Last week we reported that the ONS was about to make changes to the way it measures a range of economic indicators so that the UK will become a wealthier, more productive, generally greater place overnight.
But – caloo, calay! – it turns out the UK really might be about to get wealthier. And not just by moving the statistical goalposts, either: according to a forecast published by the EY Item Club this morning, wages could be about to start rising faster than inflation for the first time in almost six years.
The forecaster reckons the average wage increase will be 1.7% this year, above the 1.6% it thinks inflation will average at for the next year.

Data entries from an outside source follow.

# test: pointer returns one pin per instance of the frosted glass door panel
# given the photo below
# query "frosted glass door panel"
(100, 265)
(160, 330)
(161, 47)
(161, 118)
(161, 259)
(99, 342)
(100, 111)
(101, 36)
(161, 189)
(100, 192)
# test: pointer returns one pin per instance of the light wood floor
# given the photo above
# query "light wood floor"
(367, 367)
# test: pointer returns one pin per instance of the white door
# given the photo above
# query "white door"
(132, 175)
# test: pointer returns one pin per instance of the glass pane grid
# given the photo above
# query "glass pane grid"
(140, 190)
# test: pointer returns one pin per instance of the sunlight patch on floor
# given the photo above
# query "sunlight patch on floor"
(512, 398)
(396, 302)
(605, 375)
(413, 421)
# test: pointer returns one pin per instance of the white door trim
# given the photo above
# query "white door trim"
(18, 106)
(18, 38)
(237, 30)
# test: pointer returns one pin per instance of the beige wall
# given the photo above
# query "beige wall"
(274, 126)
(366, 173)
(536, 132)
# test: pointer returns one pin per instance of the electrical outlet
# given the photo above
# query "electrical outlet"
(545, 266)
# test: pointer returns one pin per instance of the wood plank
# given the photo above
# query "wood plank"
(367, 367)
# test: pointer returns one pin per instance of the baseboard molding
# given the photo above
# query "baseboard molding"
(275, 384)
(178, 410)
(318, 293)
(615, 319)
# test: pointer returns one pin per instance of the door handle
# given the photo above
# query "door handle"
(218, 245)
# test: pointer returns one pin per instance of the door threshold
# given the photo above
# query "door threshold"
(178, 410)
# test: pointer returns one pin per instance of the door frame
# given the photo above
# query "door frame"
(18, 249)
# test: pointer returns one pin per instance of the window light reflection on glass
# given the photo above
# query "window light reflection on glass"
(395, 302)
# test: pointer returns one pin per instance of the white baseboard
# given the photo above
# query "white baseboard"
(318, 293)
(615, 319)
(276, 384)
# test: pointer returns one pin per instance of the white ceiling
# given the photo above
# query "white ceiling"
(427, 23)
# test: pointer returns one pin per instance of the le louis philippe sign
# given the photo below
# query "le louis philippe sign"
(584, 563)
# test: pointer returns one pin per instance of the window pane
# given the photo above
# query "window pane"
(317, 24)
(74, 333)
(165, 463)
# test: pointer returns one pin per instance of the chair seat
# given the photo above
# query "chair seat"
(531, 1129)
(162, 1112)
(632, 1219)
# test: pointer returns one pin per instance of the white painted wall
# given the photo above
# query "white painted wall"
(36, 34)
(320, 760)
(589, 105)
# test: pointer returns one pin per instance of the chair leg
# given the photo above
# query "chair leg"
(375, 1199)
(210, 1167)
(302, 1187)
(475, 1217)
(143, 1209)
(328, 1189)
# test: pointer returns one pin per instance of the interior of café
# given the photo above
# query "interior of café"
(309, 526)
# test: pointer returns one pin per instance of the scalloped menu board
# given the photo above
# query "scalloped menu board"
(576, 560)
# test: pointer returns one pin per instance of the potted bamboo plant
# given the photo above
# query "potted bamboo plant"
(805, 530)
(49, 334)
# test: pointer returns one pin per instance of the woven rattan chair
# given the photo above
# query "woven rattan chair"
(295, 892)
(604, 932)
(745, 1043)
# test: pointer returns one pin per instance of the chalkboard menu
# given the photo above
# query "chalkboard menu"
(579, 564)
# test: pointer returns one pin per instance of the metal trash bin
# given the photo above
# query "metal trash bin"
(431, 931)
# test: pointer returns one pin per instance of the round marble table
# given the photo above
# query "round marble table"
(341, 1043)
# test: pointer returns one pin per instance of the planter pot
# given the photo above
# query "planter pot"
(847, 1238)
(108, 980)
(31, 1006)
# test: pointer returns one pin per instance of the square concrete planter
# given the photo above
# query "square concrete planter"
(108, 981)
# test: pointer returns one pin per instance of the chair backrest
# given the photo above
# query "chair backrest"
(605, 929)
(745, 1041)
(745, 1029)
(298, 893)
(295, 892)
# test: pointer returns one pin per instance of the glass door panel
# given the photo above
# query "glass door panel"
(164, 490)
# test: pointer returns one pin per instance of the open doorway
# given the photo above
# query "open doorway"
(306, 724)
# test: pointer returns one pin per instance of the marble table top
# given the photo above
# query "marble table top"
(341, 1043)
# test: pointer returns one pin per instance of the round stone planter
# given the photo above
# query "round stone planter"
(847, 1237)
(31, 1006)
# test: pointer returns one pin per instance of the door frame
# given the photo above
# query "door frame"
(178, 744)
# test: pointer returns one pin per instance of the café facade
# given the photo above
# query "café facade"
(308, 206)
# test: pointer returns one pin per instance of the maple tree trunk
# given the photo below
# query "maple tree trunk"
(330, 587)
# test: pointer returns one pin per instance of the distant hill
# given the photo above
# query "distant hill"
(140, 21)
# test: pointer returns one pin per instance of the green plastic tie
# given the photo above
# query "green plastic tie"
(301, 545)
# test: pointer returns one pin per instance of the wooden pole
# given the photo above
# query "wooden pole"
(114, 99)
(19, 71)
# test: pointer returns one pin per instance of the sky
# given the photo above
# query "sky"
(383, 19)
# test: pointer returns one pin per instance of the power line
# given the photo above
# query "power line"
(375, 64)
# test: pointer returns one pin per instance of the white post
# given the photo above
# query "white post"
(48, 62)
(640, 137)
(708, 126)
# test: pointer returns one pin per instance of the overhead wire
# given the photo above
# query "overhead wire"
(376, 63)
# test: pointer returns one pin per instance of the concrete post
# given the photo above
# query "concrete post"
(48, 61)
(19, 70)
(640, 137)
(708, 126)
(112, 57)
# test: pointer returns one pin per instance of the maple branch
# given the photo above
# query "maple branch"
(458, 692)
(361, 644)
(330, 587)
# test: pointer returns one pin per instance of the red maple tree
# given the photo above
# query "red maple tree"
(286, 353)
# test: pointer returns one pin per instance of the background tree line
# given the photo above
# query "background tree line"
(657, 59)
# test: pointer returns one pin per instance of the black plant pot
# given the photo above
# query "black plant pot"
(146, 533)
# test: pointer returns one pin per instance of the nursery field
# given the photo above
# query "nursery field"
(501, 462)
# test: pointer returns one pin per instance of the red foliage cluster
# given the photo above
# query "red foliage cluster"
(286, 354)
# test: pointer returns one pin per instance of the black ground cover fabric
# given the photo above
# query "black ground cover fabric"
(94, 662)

A couple of points worth noting: firstly, EY Item Club’s disparity with the Office for National Statistics, as far as recent figures are concerned. Here is what the ONS reckons wages have been doing vs inflation over the past 10 years:
By the ONS’ reckoning, monthly wage rises went way above inflation in February – hitting 5.6%, against 1.7% CPI. To be fair that does seem like a bit of an outlier. We’re more inclined to go with EY Item Club’s rather more modest figure.
The good news – for businesses and consumers – is that it also expects the Bank of England to keep interest rates low until at least the third quarter of 2015, while inflation stays low.
‘The consumer upturn will be given a boost from real wages and rising employment, while investment is finally kicking in. We are set for a long period of low inflation as pressures from commodity prices… remain largely absent,’ said Peter Spencer, its chief economic advisor.
Given that a separate study published this morning by housing charity Shelter reckons 3.8 million families in the UK only have enough money to pay their rent or mortgage for a month if they lose their jobs, this is very good news.